Between our toddler’s semi-regular viewings and Once Upon a Time, I have Frozen on the brain. It’s nice to know that, while I might be paying a little too much attention, I’m neither alone nor even particularly noteworthy. This week I ran across some interesting stuff about the runes and Old Norse used in the movie.
It’s all perfectly translatable. Dr. Jackson Crawford, then at UCLA, wrote the runes that appear on Anna and Elsa’s parents’ memorial stones and in the king’s book. They’re Younger Futhark, a runic alphabet from the 9th century.

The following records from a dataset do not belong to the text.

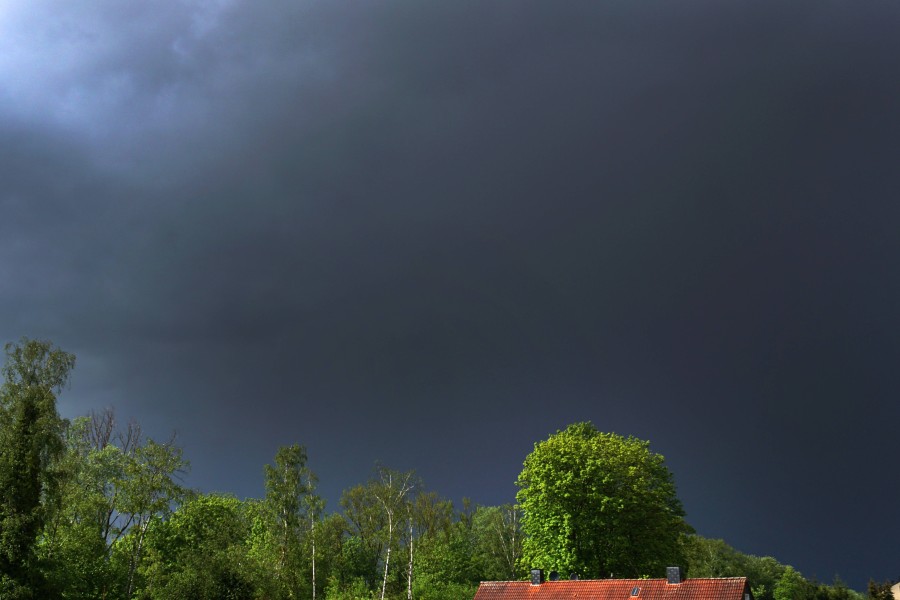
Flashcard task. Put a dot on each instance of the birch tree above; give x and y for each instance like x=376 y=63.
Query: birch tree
x=30 y=442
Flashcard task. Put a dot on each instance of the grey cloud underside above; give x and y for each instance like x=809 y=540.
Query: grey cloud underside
x=334 y=223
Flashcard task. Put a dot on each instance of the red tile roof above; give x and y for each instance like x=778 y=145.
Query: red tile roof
x=724 y=588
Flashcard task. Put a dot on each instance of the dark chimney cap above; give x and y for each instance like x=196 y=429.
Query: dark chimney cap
x=673 y=575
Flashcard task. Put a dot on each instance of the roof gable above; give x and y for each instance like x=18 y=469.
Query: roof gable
x=721 y=588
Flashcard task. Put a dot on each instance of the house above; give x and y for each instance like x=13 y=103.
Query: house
x=673 y=587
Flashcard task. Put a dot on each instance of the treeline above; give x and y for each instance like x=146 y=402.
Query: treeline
x=94 y=509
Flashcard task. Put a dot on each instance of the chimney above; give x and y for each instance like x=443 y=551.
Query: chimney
x=673 y=575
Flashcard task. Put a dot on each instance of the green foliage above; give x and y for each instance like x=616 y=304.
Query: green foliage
x=30 y=444
x=292 y=509
x=879 y=591
x=90 y=511
x=199 y=552
x=498 y=542
x=600 y=505
x=768 y=579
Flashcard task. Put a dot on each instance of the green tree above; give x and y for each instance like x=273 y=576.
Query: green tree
x=879 y=591
x=200 y=552
x=792 y=586
x=293 y=509
x=498 y=542
x=600 y=505
x=30 y=442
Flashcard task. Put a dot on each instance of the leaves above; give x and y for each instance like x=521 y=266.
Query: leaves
x=598 y=504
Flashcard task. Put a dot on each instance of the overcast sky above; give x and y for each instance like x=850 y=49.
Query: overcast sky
x=434 y=233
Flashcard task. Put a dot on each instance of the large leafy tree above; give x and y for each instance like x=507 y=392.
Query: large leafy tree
x=293 y=509
x=599 y=504
x=30 y=443
x=199 y=552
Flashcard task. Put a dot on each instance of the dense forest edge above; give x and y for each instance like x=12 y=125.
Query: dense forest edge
x=93 y=509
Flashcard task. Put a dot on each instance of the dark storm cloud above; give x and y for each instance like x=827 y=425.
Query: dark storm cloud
x=391 y=230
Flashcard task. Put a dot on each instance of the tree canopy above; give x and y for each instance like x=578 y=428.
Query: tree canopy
x=600 y=505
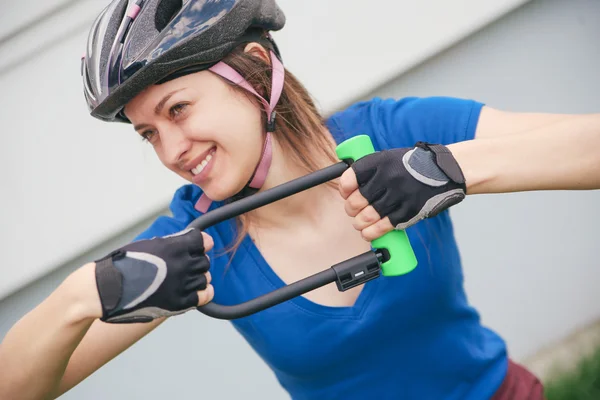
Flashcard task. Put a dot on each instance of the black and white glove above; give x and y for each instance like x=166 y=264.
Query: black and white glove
x=152 y=278
x=410 y=184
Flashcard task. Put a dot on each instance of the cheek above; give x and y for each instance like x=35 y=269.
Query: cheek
x=239 y=135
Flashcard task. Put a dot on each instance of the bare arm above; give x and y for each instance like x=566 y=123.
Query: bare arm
x=61 y=342
x=523 y=152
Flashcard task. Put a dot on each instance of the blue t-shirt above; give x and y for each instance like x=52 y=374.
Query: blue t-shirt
x=411 y=337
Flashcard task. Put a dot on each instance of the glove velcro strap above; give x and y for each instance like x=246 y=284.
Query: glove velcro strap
x=109 y=282
x=445 y=161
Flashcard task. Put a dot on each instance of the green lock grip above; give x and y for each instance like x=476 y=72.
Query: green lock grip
x=402 y=257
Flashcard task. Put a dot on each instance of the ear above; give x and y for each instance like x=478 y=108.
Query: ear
x=257 y=50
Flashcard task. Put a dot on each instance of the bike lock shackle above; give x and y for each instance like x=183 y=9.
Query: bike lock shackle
x=391 y=254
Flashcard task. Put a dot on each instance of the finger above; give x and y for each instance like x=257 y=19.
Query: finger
x=355 y=203
x=377 y=230
x=200 y=265
x=348 y=183
x=200 y=244
x=367 y=217
x=208 y=241
x=204 y=296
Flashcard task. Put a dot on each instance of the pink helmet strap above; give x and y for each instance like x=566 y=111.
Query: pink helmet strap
x=260 y=173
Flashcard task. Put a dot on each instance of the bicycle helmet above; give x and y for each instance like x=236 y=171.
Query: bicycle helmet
x=133 y=44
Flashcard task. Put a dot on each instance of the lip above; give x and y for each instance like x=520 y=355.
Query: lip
x=201 y=177
x=193 y=163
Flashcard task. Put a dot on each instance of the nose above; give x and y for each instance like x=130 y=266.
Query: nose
x=175 y=145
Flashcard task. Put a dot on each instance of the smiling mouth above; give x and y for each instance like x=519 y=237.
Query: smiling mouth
x=198 y=168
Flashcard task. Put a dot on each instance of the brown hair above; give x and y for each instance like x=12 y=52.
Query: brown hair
x=299 y=125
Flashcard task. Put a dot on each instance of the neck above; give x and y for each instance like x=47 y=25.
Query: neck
x=304 y=207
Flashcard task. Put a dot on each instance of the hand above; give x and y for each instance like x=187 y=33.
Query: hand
x=395 y=189
x=155 y=278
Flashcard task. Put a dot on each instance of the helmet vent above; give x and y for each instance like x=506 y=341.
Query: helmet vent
x=165 y=12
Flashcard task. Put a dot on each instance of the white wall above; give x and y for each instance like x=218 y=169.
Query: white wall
x=58 y=161
x=530 y=259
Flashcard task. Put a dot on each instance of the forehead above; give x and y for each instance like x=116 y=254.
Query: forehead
x=142 y=105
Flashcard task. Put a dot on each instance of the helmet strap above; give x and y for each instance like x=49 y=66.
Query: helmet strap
x=260 y=172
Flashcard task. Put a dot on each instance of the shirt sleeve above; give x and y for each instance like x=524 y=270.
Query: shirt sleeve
x=440 y=120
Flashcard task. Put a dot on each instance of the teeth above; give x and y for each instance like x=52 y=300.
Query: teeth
x=201 y=166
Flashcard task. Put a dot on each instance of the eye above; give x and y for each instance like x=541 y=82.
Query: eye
x=149 y=136
x=177 y=109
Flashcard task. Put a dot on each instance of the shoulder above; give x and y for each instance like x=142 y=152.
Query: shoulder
x=401 y=122
x=182 y=213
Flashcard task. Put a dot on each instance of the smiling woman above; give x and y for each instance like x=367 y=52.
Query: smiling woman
x=220 y=111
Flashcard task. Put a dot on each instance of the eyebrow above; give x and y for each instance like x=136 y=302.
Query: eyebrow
x=159 y=107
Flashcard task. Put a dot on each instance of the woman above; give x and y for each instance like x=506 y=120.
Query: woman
x=193 y=79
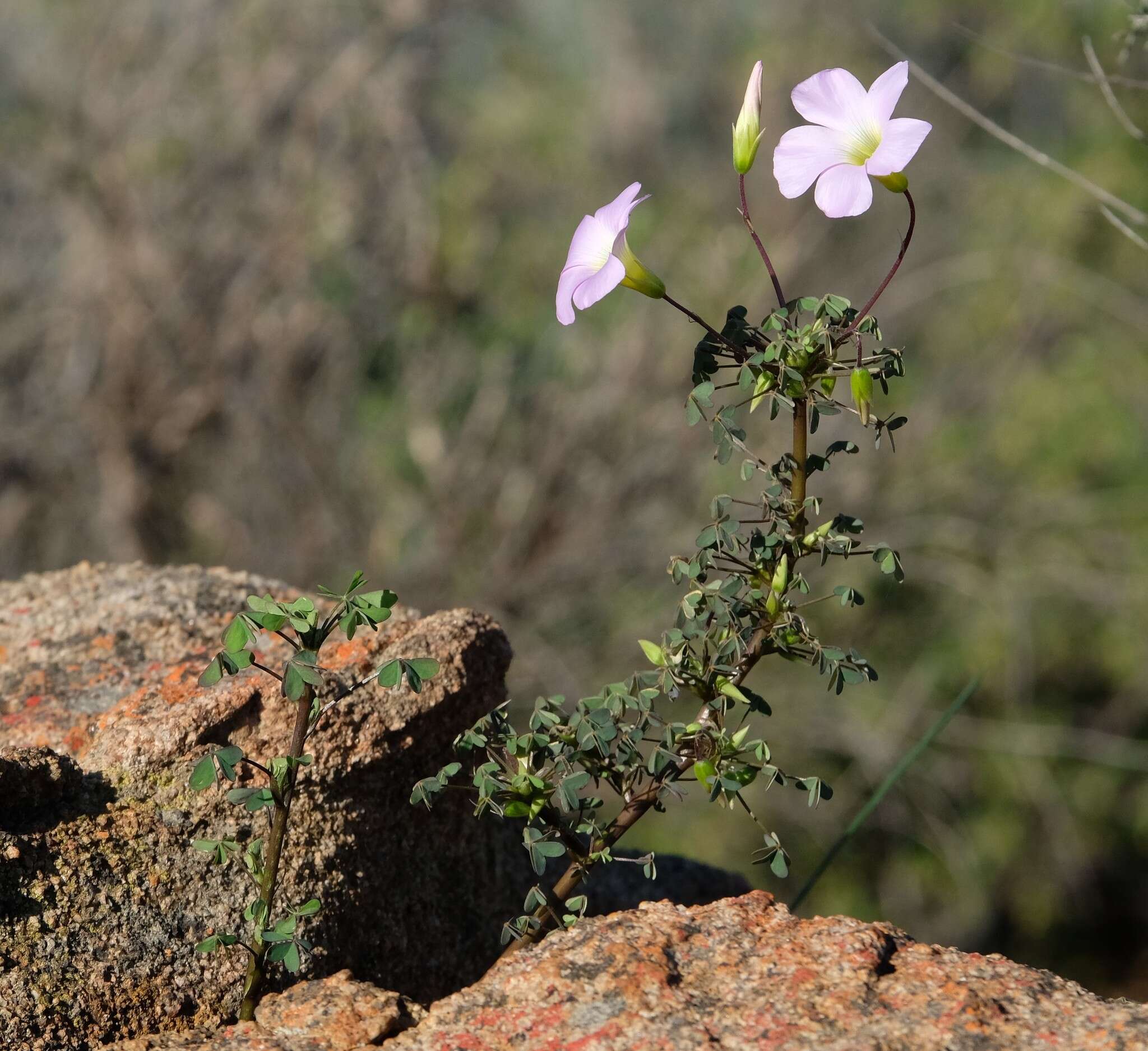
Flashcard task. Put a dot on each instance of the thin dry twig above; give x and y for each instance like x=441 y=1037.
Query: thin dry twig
x=1106 y=90
x=1123 y=228
x=1045 y=64
x=1115 y=203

And a blogger has already translated the book and the stones from Younger Futhark to Old Norse and into English. It’s due to her work and that of a Korean fan that we know the names of the former King and Queen of Arendelle.
The stones translate as, “Idun queen she died in the sea,” and “Adgar king he died in the sea.”

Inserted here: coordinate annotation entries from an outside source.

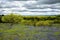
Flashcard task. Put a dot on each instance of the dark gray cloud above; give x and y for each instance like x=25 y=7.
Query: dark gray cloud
x=48 y=1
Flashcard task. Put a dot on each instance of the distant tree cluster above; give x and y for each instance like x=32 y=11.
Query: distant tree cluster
x=30 y=20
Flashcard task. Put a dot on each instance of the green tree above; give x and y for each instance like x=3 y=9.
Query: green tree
x=12 y=18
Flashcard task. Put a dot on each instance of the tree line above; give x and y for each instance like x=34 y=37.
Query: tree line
x=30 y=20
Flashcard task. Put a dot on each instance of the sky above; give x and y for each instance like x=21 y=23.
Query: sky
x=30 y=7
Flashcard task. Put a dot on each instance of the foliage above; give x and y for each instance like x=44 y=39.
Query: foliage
x=12 y=18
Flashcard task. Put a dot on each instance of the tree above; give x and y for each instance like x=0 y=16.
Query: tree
x=12 y=18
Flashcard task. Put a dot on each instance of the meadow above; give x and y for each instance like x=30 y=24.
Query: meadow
x=23 y=32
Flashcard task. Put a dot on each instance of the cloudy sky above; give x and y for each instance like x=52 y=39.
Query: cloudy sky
x=30 y=7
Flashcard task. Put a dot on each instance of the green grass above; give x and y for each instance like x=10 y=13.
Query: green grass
x=22 y=32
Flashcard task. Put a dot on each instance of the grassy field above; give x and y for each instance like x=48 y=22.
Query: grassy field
x=22 y=32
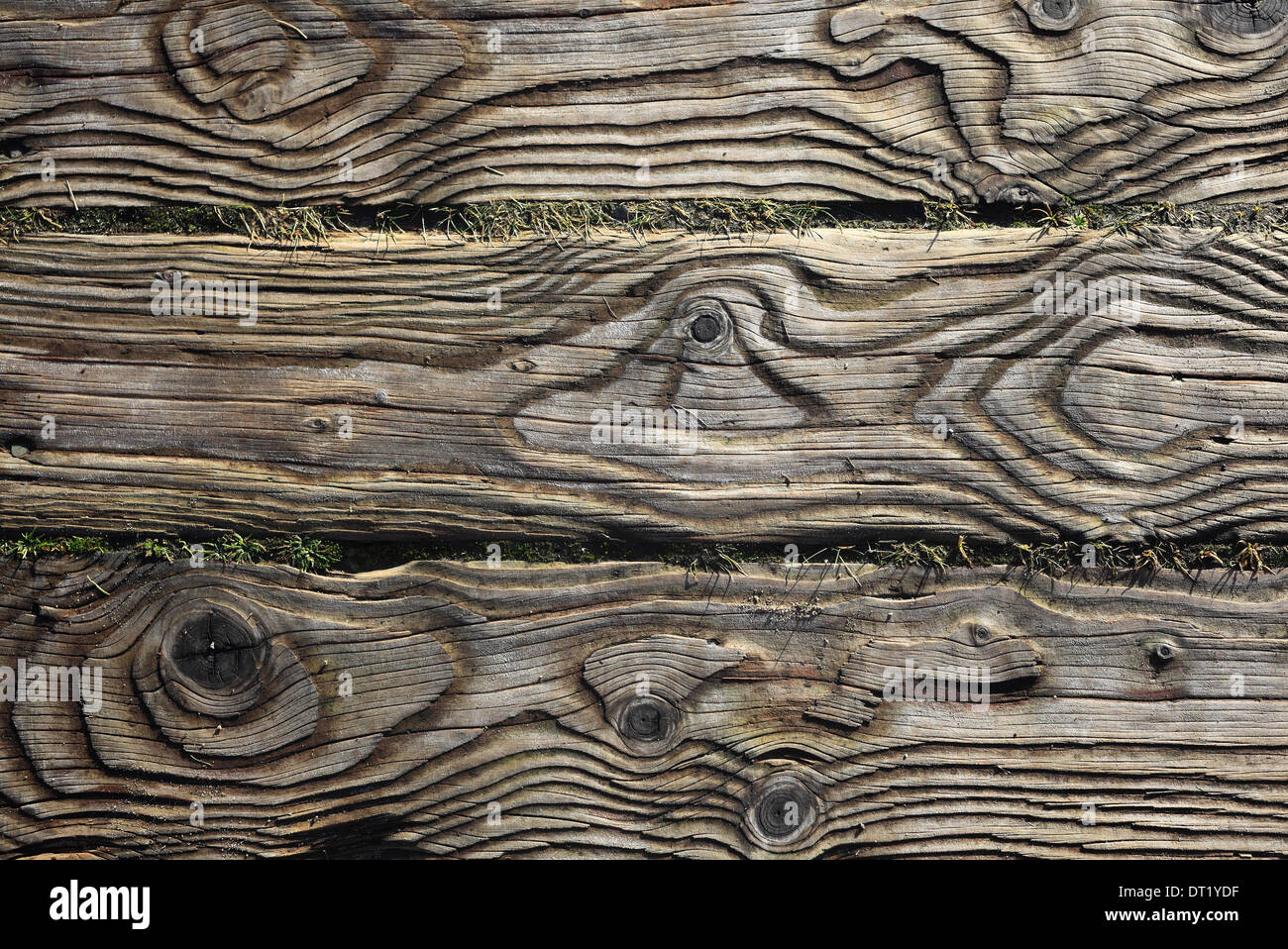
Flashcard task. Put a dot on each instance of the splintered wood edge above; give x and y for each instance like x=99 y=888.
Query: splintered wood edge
x=793 y=389
x=389 y=102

The engravings on the memorial stones in Once Upon a Time are different. As far as I know, no one’s made an effort to translate them. However, the individual was able to shed some light on Queen Idun’s diary which Elsa finds in the season 4 premiere.
It’s apparently Act 3, Scene I, of The Tempest, beginning partway through Ferdinand’s first lines:
I must remove
Some thousands of these logs and pile them up,
Upon a sore injunction: my sweet mistress
Weeps when she sees me work, and says, such baseness
Had never like executor. I forget:
But these sweet thoughts do even refresh my labours,
Most busy lest, when I do it.
And so on. It’s an odd choice for a diary, perhaps, but it’s certainly on theme: love, shipwreck, magic, healing a kingdom. If it was chosen simply for the superficial parallels, it’s still inspired. However, it’s difficult not to suspect that it has particular resonances with the Frozen arc of Once Upon a Time. I’ll have to think about that.